Duncan Aviation's partnership with Lincoln North Star High School represents a calculated response to one of the most pressing structural challenges facing business aviation MRO operations: a critically thin regional talent pipeline compounded by national technician shortages. The Lincoln, Nebraska-based company has moved well beyond passive recruitment, actively co-creating North Star's Aviation and Technical Education Focus Program, supporting a 13,000-square-foot hangar expansion in 2023, and most recently placing a Honeywell TFE731 turbofan engine on permanent loan to the school. That last move is particularly substantive — the TFE731 powers a wide range of business jets including the Falcon 20, Learjet 55, and Hawker 700/800 series, meaning students are gaining hands-on exposure to a platform with direct relevance to the commercial MRO market rather than a purely instructional prop. The company also operates a work-study program allowing students who complete aviation coursework to rotate through departments at Duncan Aviation's Lincoln facility, building applied experience and professional relationships before they reach college-age decision points.
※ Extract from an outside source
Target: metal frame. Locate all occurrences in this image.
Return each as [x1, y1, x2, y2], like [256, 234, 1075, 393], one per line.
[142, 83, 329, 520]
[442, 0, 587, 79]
The urgency behind Duncan's investment is driven by intersecting pressures that aviation operators are already feeling at the maintenance scheduling level. Nebraska's single in-state FAA-approved aviation maintenance technician school leaves the region structurally dependent on out-of-state graduates, who face competing offers from aviation hubs with stronger pull factors. At the same time, Duncan Aviation is competing not just within aviation but against automotive and agricultural equipment sectors for the same pool of mechanically inclined young workers — a dynamic that is equally relevant in markets across the Midwest and rural South. Human resources manager Jennifer Monroe's acknowledgment that a significant portion of the current technician population is approaching retirement age puts a finite timeline on the problem: the institutional knowledge embedded in experienced A&P mechanics does not transfer automatically, and the lead time required to produce a certificated technician — typically two years of AMT school plus post-hire development time — means the workforce gap cannot be closed reactively.
For flight departments operating under Part 91, 91K, or 135 certificates, the downstream consequences of technician shortages are already manifesting in extended AOG times, longer scheduled maintenance windows, and tightening MRO availability across the business jet segment. Duncan Aviation operates three main MRO facilities in Lincoln, Provo, and Battle Creek, Michigan, giving it significant capacity in the midcontinent corridor, but that capacity is only as reliable as the workforce sustaining it. When major MRO providers face technician gaps, the ripple effects reach operators through deferred squawk resolution, slipped inspection return dates, and reduced flexibility in unscheduled maintenance scenarios — all of which carry operational and regulatory implications for flight departments with hard scheduling commitments.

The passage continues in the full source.